B. Un intérêt national ambiguë

 

     De plus, certains considèrent qu'au delà de l'intervention pour des raisons humanitaires, les Etats avaient également des intérêts strictement nationaux. Par exemple, certains considèrent que la France était motivée par le pétrole, comme a dit Mario Battati : « La responsabilité de protéger sent très fort le pétrole... ».

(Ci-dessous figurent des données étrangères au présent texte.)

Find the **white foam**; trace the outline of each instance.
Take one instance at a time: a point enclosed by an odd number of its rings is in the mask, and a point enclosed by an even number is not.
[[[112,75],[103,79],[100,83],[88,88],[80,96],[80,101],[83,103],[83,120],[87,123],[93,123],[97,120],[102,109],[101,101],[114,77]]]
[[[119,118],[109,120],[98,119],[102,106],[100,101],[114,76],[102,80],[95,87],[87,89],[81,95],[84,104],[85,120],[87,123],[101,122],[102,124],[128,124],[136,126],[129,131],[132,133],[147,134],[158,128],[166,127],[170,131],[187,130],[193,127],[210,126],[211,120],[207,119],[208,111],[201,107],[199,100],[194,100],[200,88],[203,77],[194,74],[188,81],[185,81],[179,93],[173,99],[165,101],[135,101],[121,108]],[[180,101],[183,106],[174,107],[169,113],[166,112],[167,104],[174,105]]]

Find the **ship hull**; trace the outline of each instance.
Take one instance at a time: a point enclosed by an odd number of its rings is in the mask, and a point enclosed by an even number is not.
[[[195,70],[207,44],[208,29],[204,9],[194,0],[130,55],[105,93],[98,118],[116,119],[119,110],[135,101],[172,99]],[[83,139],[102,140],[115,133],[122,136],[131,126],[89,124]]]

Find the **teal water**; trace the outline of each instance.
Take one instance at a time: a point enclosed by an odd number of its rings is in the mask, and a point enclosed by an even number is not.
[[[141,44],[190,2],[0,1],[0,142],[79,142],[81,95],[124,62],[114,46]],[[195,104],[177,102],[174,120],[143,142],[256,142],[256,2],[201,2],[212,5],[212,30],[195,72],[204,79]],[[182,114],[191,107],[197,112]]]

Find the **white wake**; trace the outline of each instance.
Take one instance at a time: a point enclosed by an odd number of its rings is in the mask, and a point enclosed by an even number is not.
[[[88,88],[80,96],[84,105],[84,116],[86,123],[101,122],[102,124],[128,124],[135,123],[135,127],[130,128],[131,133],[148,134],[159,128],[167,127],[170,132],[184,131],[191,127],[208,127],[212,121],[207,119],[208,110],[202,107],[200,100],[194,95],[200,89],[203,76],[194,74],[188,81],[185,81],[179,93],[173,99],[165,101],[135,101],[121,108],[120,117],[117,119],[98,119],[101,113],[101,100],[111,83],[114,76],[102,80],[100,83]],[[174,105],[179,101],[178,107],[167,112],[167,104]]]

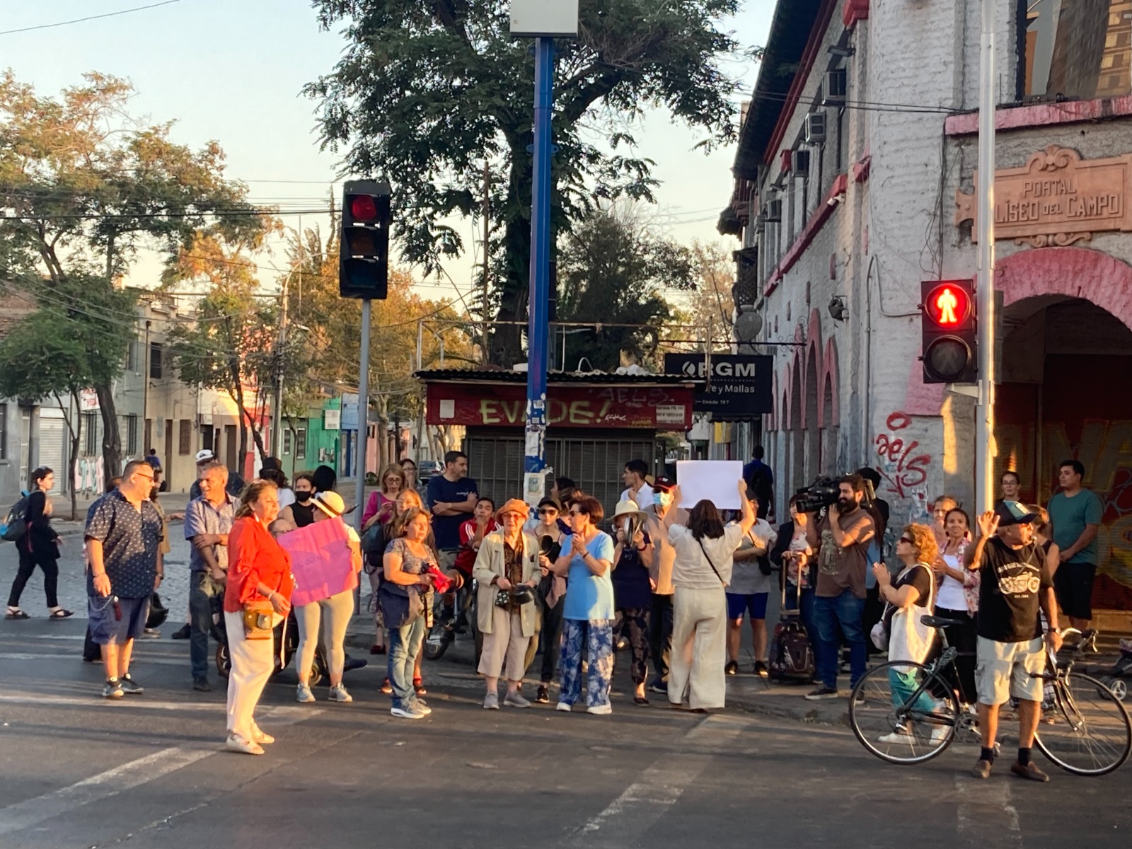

     Cependant, d' intérêts semblent motiver cette intervention. Ici, nous faisons allusion à l'affaire Sarkozy-Kadhafi. C'est une affaire politico-financière. En mars et avril 2012, deux documents relevés par Médiapart (journal en ligne), supposent qu'il aurait existé un versement de 50 millions d'euros de la part du régime libyen dans le but de financer la campagne présidentielle de Nicolas Sarkozy en 2007. Le montant officiel de sa campagne était de 20 millions d'euros, le dépasser aurait été  contraire aux règles d'une campagne présidentielle.
      Le 16 mars 2011, trois jours avant que l'armée française intervient en Libye, Saïf al-Islam Kadhafi, fils de Mouamar Kadhafi, demande dans un entretien accordé à la chaîne Euronews :

« que Sarkozy rende l'argent qu'il a accepté de la Libye pour financer sa campagne électorale. C'est nous qui avons financé sa campagne, et nous en avons la preuve. Nous sommes prêts à tout révéler […] Nous avons tous les détails, les comptes bancaires, les documents, et les opérations de transfert. Nous révélerons tout prochainement. ».

     Aujourd'hui rien ne confirme cette accusation mais les circonstances de la mort de Kadhafi restent troubles, il existe plusieurs versions de celle-ci. L'une serait que, pendant sa capture,il aurait reçu deux balles (une dans la tête et l'autre dans le ventre) lors d'un échange de tirs. Un autre estime qu'il aurait était tué après sa capture par des rebelles. Enfin, la dernière version serait qu'un agent français aurait abattu le colonel pendant sa capture. L'opération aurait été mise en place par Nicolas Sarkozy pour que Kadhafi garde le silence au sujet du financement de sa campagne. Mais il n'y a pas de preuve de ses allégations.

C. Le bilan

     Le bilan à la suite de l'intervention multinationale est affligeant. Les Libyens sont déçus du CGN (Congrès Général National) mis en place après la chute du gouvernement de Kadhafi. Il devait élaborer une nouvelle constitution et choisir un nouveau système politique, des engagements qui n'ont pas été respectés. Aujourd'hui, l'instabilité  règne au sein du pays. Les autorités libyennes sont impuissantes pour mettre fin à l'anarchie après la guerre civile et rétablir l'ordre. Des groupes islamistes et extrémistes, tel que les Frères musulmans, l'organisation Ansar Al-Charia et Al-Qaïda rassemblent les mouvements djihadistes en Libye, particulièrement à l'Est. Les milices s'affrontent. Des officiers libyens sont tués. Les groupes islamistes règnent dans certaines régions et font leur propre loi. De même, la circulation d'armes dans le pays freine énormément à la construction d'un nouvel État.